Raul Vazquez: Sure. So, I’m certainly reluctant to try to give you a view over the next year or two, but I can certainly give you a sense of what we’re hearing from our members when we speak to them from a collections perspective. So, the top reason that people give for why they’re having trouble making their payments is just some sort of an income delay, right? So, their employers having trouble giving them the income that they’ve earned in that particular time. So that’s the number one reason. Number two is someone has lost their job or they’re unemployed for a period of time. We’ve stated in the past that our borrowers, right, when they lose their job, they quickly try to pivot to find another job. But that’s certainly the number two reason why people are unable to make their payments.
Number three is something that’s medical related. So, some sort of a disability or an illness. And then, the last one, I’ll just focus on the top four, is, again, kind of work related. So, they’ve had a pay cut or they’ve had reduced work hours. So, again, we’re just seeing this kind of softening environment is impacting them. And sorry, that the last one is relevant also in terms of the comments we provided, other bills and expenses, right?
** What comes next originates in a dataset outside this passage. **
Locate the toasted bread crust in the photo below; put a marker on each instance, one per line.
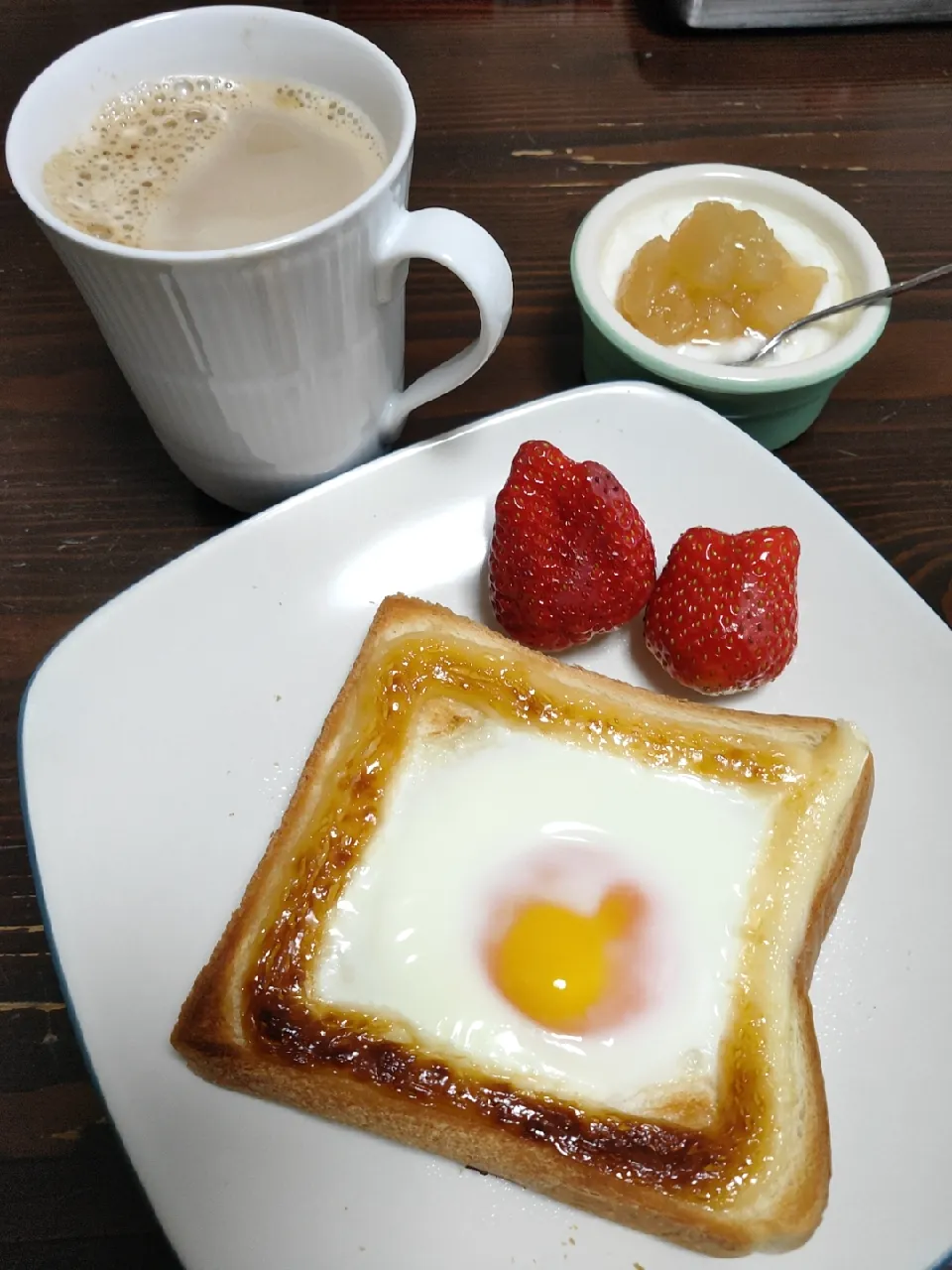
(212, 1032)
Just again, struggling with just the expenses in other areas. So, it tends to be something related to work, something related to other expenses, whether that is an illness or something that is non-medical related, Lance.
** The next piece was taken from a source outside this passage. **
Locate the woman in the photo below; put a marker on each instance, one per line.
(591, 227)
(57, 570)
Lance Jessurun: Got it. Thanks so much.
Raul Vazquez: Sure.
Operator: Thank you. [Operator Instructions] Our next question is coming from Sanjay Sakhrani from KBW. Your line is now live.
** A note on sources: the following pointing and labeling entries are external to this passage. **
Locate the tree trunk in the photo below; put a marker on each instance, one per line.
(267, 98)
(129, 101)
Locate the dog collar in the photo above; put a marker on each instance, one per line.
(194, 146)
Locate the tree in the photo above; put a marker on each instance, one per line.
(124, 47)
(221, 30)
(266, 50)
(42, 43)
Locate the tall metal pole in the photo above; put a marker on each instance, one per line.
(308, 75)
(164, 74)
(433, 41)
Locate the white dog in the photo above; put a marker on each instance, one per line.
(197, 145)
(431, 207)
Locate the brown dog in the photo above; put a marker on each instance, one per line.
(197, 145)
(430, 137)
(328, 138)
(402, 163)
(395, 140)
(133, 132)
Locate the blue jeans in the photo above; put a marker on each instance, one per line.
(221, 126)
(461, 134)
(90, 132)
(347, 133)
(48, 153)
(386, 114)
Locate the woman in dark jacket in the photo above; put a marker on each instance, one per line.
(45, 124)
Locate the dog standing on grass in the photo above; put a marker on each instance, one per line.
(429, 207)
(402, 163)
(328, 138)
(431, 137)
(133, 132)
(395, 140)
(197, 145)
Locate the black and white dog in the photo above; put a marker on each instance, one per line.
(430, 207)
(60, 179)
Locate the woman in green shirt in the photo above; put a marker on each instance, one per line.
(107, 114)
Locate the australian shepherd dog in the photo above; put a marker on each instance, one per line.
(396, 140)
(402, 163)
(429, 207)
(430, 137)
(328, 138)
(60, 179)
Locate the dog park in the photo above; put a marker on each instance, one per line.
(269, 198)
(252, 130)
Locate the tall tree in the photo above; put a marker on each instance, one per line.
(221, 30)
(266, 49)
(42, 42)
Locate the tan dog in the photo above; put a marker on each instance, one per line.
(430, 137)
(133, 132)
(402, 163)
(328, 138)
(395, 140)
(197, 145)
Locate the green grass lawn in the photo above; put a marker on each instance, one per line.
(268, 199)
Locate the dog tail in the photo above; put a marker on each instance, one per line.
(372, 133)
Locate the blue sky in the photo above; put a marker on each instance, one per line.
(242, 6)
Sanjay Sakhrani: Thanks. Maybe you could just talk about the expense reductions. Could you just talk about what it does to sort of the muscles on revenue growth and maybe even on collections as your cutting costs? I’m just trying to think through the implications it might have to the fundamentals.
Raul Vazquez: Sure. So, on the collection side, there was very, very little done that would touch servicing and collections. In this environment, we thought it was critical to your point, Sanjay, to continue to have the muscle mass that we built up in those areas. On originations, we’ve been cutting the marketing budget. You’ve heard us say that throughout the year. So, there were cuts to the marketing team because we do expect approval rates to continue to be lower than they have been historically. And as a consequence, we’re not going to be spending as much in outbound marketing. So therefore, we felt we could cut some of the marketing team. So, there really were, I would say, deep muscle cuts relative to what we need in originations or in servicing.
Sanjay Sakhrani: Thanks. And maybe just a follow-up on all these credit-related questions. I’m just trying to think through what gives you the confidence that you’ve made the proper adjustments on the underwriting scorecards to continue to grow? I understand you’re not growing on a net basis, but just you’re still originating. I’m just curious sort of — I understand the vintages are definitely performing. But like what kind of adjustments have been made? And what makes this backdrop so much difficult than prior cycles? I’m just trying to think through all of that. Thanks.